MuSaG: A Multimodal German Sarcasm Dataset with Full-Modal Annotations
Aaron Scott, Maike Züfle, Jan Niehues
TL;DR
MuSaG introduces the first German multimodal sarcasm dataset with text, audio, and video annotations, drawn from four TV shows and totaling 214 statements (33 minutes). It provides both full multimodal labels and modality-specific annotations, enabling detailed unimodal and multimodal analyses. Benchmarking nine models shows humans rely primarily on audio cues for sarcasm, while current models rely mainly on text, highlighting a gap in true multimodal understanding. The dataset, its MuSaG-FullAgree subset, and comprehensive evaluation benchmarks offer a valuable resource for developing and evaluating multimodal sarcasm detection and human–model alignment in German.
Abstract
Sarcasm is a complex form of figurative language in which the intended meaning contradicts the literal one. Its prevalence in social media and popular culture poses persistent challenges for natural language understanding, sentiment analysis, and content moderation.
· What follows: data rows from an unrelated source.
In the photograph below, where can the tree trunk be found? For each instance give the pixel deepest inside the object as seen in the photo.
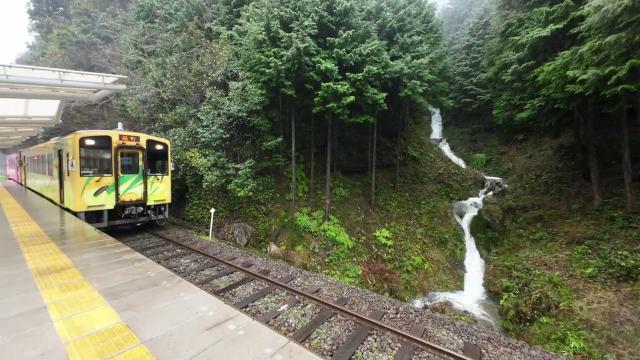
(293, 162)
(638, 110)
(593, 158)
(403, 119)
(579, 145)
(327, 184)
(626, 158)
(334, 148)
(373, 163)
(313, 156)
(369, 148)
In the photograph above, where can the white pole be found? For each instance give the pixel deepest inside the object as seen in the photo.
(211, 224)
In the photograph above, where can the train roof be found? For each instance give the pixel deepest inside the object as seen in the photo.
(97, 133)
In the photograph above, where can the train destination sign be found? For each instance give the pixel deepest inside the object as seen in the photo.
(130, 138)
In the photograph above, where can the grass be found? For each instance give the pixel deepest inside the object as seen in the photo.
(565, 275)
(407, 245)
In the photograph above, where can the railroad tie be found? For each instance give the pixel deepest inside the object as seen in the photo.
(325, 314)
(349, 347)
(217, 275)
(158, 250)
(407, 349)
(200, 268)
(293, 301)
(172, 256)
(148, 247)
(261, 293)
(237, 284)
(472, 350)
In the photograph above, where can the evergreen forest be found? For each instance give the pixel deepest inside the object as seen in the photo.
(309, 120)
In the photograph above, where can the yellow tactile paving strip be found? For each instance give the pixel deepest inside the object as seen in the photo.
(86, 324)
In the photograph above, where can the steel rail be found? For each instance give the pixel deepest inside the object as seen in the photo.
(325, 303)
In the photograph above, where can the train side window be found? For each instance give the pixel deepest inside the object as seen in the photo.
(50, 164)
(157, 158)
(129, 162)
(95, 156)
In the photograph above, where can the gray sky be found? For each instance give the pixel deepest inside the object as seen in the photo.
(14, 27)
(14, 30)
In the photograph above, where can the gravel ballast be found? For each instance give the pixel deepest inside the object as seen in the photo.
(440, 329)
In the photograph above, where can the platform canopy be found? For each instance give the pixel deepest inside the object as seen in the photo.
(32, 97)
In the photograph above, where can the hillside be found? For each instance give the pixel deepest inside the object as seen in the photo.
(566, 275)
(407, 245)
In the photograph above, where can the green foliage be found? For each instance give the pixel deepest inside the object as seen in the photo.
(478, 161)
(342, 266)
(599, 262)
(383, 237)
(564, 338)
(529, 293)
(331, 230)
(302, 182)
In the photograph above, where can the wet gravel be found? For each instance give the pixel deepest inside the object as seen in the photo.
(440, 329)
(276, 299)
(330, 335)
(219, 283)
(294, 318)
(377, 346)
(243, 291)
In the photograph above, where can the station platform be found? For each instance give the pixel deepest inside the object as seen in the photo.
(68, 290)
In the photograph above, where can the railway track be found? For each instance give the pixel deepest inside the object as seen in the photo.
(229, 274)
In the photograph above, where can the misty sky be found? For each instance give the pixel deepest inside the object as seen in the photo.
(14, 27)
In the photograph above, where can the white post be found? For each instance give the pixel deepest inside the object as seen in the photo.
(211, 224)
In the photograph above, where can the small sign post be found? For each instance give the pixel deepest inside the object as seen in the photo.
(211, 224)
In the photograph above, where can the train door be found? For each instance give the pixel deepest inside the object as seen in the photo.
(61, 176)
(23, 169)
(130, 184)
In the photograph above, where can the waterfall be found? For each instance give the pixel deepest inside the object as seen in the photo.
(473, 297)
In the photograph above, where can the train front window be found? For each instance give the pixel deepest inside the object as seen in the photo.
(157, 158)
(129, 162)
(95, 156)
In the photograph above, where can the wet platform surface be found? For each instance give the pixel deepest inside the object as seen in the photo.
(68, 290)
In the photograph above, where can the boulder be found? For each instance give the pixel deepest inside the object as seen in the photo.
(241, 233)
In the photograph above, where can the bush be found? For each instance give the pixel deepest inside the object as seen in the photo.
(564, 338)
(598, 262)
(529, 294)
(383, 237)
(331, 230)
(478, 161)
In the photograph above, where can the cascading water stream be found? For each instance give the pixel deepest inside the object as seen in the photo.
(473, 297)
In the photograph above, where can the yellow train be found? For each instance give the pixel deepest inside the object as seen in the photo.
(105, 177)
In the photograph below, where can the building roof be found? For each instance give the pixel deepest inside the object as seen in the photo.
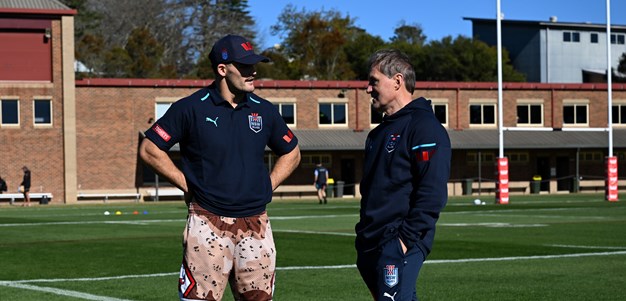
(350, 140)
(324, 140)
(586, 25)
(33, 4)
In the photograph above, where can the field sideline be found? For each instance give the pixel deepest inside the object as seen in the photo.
(558, 247)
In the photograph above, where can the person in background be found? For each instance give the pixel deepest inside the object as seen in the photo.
(25, 186)
(3, 185)
(321, 182)
(223, 131)
(404, 185)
With the emergence of multimodal large language models, sarcasm detection extends beyond text and requires integrating cues from audio and vision. We present MuSaG, the first German multimodal sarcasm detection dataset, consisting of 33 minutes of manually selected and human-annotated statements from German television shows. Each instance provides aligned text, audio, and video modalities, annotated separately by humans, enabling evaluation in unimodal and multimodal settings. We benchmark nine open-source and commercial models, spanning text, audio, vision, and multimodal architectures, and compare their performance to human annotations. Our results show that while humans rely heavily on audio in conversational settings, models perform best on text. This highlights a gap in current multimodal models and motivates the use of MuSaG for developing models better suited to realistic scenarios. We release MuSaG publicly to support future research on multimodal sarcasm detection and human-model alignment.